The Levallois Sporting Club was created in 1983. Before that, the club was called Entente Sportive Levalloisienne. At first, 12 sports were represented. By the way of its first president Patrick Balkany, the club grew quickly into a professional club. In 1988, eight Levalloisiens were selected for the Seoul Olympics. At this event, Frédéric Delpla, a fencer, became the first olympic champion of the club.

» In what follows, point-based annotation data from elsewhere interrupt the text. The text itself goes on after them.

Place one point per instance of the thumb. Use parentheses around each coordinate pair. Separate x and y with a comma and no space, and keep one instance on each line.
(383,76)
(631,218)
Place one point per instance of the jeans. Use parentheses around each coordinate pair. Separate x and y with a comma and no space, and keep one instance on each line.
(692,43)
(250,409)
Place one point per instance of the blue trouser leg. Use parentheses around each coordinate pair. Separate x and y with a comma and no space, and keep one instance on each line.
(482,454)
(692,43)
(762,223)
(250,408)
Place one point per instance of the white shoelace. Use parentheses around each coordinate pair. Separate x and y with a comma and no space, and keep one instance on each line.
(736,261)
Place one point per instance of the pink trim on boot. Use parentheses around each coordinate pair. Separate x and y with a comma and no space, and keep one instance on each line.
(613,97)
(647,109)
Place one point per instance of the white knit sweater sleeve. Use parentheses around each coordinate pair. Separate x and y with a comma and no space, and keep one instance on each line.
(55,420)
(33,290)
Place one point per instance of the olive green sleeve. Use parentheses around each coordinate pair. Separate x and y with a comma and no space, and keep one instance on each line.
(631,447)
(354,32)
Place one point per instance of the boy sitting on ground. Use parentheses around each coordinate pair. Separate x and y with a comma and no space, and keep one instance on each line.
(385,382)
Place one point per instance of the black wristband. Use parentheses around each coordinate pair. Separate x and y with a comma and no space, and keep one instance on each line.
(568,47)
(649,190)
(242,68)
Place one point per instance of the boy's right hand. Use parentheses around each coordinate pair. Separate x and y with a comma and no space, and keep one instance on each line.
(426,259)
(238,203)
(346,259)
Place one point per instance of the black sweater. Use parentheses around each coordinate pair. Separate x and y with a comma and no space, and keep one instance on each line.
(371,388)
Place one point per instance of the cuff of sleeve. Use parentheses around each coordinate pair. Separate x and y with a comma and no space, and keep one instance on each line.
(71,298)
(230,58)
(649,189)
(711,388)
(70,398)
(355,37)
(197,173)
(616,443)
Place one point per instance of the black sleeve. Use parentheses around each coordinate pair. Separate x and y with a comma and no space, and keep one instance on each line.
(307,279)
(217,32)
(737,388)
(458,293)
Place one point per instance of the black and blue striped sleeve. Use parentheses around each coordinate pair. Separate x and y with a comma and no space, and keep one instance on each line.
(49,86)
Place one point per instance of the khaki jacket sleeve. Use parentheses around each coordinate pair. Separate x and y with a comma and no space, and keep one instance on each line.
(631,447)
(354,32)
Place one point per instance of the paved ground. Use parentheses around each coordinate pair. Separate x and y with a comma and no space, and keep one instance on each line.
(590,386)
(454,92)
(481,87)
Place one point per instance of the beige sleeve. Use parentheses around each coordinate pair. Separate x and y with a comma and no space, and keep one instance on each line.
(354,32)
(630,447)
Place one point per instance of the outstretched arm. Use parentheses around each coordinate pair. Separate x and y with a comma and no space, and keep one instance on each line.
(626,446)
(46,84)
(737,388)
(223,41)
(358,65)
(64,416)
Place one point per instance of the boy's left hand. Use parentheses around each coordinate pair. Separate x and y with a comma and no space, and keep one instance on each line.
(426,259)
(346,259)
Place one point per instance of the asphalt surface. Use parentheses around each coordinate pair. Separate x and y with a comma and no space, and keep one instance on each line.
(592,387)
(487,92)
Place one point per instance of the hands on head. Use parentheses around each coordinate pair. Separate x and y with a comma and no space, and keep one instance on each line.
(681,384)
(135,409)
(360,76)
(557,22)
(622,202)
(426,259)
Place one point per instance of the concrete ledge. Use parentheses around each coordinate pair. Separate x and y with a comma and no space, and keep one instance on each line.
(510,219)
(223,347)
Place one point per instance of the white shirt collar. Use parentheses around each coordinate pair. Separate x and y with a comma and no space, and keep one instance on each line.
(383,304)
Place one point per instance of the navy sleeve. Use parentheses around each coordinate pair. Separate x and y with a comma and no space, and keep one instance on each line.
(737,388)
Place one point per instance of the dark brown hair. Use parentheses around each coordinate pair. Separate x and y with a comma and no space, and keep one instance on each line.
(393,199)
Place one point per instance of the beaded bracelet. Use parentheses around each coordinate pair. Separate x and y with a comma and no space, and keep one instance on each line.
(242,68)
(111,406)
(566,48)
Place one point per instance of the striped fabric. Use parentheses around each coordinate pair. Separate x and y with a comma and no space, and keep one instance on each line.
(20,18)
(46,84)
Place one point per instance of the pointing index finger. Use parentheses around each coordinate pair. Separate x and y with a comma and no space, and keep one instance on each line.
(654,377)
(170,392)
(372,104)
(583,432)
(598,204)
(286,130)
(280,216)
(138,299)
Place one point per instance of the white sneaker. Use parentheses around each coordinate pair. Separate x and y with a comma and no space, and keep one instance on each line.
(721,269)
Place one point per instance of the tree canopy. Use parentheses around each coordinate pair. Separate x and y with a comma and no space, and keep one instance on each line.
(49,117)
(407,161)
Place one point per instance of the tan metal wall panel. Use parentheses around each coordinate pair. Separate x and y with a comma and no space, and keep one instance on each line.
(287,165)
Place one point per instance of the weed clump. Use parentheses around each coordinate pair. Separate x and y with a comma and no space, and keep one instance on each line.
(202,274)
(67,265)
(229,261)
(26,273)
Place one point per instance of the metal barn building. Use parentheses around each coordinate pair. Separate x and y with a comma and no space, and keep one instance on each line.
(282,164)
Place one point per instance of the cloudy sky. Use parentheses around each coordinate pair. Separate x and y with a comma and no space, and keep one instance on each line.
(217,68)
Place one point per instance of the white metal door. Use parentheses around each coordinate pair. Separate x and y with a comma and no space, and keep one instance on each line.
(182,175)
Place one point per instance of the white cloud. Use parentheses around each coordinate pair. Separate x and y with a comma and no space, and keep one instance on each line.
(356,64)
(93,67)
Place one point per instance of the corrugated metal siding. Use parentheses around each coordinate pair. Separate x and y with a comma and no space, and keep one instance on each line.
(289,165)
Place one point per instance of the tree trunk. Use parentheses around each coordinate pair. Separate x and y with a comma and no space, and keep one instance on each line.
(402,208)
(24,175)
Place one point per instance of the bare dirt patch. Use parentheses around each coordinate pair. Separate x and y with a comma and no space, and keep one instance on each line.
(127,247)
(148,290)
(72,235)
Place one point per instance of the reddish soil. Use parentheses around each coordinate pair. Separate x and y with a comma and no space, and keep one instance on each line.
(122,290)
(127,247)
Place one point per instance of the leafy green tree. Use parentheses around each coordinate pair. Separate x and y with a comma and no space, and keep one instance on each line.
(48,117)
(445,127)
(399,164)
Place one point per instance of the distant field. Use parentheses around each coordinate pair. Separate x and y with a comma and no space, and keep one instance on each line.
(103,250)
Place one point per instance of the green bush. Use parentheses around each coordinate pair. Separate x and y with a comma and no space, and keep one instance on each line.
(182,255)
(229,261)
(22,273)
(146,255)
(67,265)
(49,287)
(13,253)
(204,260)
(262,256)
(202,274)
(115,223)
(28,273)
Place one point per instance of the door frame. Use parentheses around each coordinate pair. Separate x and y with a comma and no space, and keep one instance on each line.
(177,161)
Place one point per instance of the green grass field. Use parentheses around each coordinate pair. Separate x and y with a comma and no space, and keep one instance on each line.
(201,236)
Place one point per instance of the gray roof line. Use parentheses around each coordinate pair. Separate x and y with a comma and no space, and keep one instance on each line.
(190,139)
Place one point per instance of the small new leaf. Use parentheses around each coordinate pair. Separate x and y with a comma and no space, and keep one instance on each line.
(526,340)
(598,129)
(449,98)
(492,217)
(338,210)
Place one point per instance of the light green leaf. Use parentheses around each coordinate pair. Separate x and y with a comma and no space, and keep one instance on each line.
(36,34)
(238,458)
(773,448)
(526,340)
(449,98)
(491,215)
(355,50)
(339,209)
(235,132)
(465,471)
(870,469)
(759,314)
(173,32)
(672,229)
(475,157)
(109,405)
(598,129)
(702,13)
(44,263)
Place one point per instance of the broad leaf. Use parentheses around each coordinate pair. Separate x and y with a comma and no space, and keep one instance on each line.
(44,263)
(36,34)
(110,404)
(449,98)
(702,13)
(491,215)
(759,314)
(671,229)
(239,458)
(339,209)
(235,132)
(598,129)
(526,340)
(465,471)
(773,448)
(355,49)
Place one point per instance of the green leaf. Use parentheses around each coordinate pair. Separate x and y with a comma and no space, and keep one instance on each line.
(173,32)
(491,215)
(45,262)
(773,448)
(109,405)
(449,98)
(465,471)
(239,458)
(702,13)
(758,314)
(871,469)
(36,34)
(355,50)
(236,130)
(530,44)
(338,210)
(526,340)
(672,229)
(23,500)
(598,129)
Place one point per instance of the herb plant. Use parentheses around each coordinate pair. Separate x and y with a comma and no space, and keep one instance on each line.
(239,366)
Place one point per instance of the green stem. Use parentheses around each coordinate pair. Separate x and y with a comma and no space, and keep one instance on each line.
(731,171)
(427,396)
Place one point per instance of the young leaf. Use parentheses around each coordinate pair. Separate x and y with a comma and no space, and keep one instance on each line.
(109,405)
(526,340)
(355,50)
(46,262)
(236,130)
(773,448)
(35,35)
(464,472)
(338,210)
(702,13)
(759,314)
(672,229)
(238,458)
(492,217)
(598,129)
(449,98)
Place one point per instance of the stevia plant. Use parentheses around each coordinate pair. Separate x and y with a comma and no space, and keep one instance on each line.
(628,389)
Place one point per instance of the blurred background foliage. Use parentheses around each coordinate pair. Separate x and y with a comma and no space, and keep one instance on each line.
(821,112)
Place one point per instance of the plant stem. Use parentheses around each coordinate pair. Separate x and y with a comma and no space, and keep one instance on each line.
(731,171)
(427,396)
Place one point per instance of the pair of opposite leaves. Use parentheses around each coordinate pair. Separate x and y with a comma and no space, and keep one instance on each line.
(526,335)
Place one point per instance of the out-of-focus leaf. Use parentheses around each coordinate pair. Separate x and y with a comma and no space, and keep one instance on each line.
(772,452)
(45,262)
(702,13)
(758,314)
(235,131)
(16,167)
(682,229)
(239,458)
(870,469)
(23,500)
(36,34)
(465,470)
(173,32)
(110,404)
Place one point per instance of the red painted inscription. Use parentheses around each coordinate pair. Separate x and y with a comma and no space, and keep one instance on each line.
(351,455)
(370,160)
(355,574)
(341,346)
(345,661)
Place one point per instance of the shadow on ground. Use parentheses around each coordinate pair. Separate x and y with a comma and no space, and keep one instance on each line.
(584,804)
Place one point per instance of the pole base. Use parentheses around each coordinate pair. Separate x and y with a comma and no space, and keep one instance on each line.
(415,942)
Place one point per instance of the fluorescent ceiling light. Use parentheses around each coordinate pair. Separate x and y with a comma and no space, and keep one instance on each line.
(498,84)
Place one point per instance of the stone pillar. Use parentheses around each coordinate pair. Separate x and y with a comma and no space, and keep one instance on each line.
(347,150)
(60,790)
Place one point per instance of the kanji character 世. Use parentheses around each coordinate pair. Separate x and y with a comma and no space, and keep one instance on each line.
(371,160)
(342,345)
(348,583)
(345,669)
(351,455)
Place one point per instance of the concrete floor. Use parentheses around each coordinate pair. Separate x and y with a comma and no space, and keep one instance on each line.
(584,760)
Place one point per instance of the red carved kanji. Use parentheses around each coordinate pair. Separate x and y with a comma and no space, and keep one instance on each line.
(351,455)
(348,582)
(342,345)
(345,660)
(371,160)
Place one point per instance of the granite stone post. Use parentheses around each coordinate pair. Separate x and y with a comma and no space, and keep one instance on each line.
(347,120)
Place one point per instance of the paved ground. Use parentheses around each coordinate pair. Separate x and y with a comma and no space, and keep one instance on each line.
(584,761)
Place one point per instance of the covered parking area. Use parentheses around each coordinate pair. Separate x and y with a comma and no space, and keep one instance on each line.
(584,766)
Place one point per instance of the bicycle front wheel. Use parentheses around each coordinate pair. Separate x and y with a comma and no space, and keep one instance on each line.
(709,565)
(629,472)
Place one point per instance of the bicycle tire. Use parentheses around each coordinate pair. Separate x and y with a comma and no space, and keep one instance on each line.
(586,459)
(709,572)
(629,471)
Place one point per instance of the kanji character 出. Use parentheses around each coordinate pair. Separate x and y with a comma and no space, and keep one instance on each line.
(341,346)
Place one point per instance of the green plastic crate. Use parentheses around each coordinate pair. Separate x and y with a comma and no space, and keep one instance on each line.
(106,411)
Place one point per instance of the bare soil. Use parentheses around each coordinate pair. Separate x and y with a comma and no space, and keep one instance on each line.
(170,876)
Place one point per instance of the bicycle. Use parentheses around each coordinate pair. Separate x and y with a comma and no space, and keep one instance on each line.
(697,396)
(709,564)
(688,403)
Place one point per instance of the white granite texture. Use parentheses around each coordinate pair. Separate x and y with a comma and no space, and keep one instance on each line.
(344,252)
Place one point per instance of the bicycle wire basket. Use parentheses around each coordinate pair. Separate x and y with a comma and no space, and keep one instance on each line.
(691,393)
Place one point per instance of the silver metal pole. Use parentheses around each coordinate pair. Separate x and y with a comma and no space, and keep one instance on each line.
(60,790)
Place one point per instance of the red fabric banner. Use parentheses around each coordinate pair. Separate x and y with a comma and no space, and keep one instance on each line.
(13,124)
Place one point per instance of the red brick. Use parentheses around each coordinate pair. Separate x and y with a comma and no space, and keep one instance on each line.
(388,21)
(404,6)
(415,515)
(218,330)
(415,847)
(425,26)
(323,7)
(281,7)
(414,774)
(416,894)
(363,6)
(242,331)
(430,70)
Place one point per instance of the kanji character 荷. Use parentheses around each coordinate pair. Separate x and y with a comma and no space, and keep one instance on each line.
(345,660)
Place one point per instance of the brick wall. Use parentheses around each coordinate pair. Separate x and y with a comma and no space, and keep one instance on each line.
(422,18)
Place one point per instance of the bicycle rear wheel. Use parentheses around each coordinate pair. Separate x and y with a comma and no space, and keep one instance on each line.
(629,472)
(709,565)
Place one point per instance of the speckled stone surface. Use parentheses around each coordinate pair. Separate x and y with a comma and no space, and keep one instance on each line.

Nowadays, the club is one of the most important in France with 14 500 members and a string of well-known sportsmen like Teddy Riner or Maureen Nisima.

== Chairmen ==

- Jean-Pierre Aubry (since 2008)
- Jean-François Rouziès (2002-2008)
- Rolland Mallo (1999-2002)
- Jean-Michel Hautefort (1995-1999)
- Jean-Pierre Bastide (1989-1995)
- Patrick Balkany (1983-1989)

== Sections ==

- Aikido
- Athletics
- Badminton
- Basketball
- Basque pelota
- Bicycle touring
- Boxing
- Cross country
- Dancing
- Climbing
- Fencing
- Football
- Golf
- Fitness
- Gymnastics
- Handball
- Judo
- Karate
- Kickboxing
- Lifeguard
- Pétanque
- Physical culture
- Sailing
- Savate
- Swimming
- Table tennis
- Tennis / Squash
- Trampoline
- Triathlon
- Underwater diving
- Volleyball
- Wrestling-Grappling
- Weight training

The club's former basketball section merged with Paris Basket Racing in 2007 to form Paris-Levallois Basket, which in turn renamed itself Levallois Metropolitans in 2017 and Metropolitans 92 in 2019.

== Achievements ==
Since 1983, the Levallois Sporting Club has won 24 Olympic medals, 146 world championships medals and 130 European championships medals. Its most famous discipline are fencing, judo and table tennis.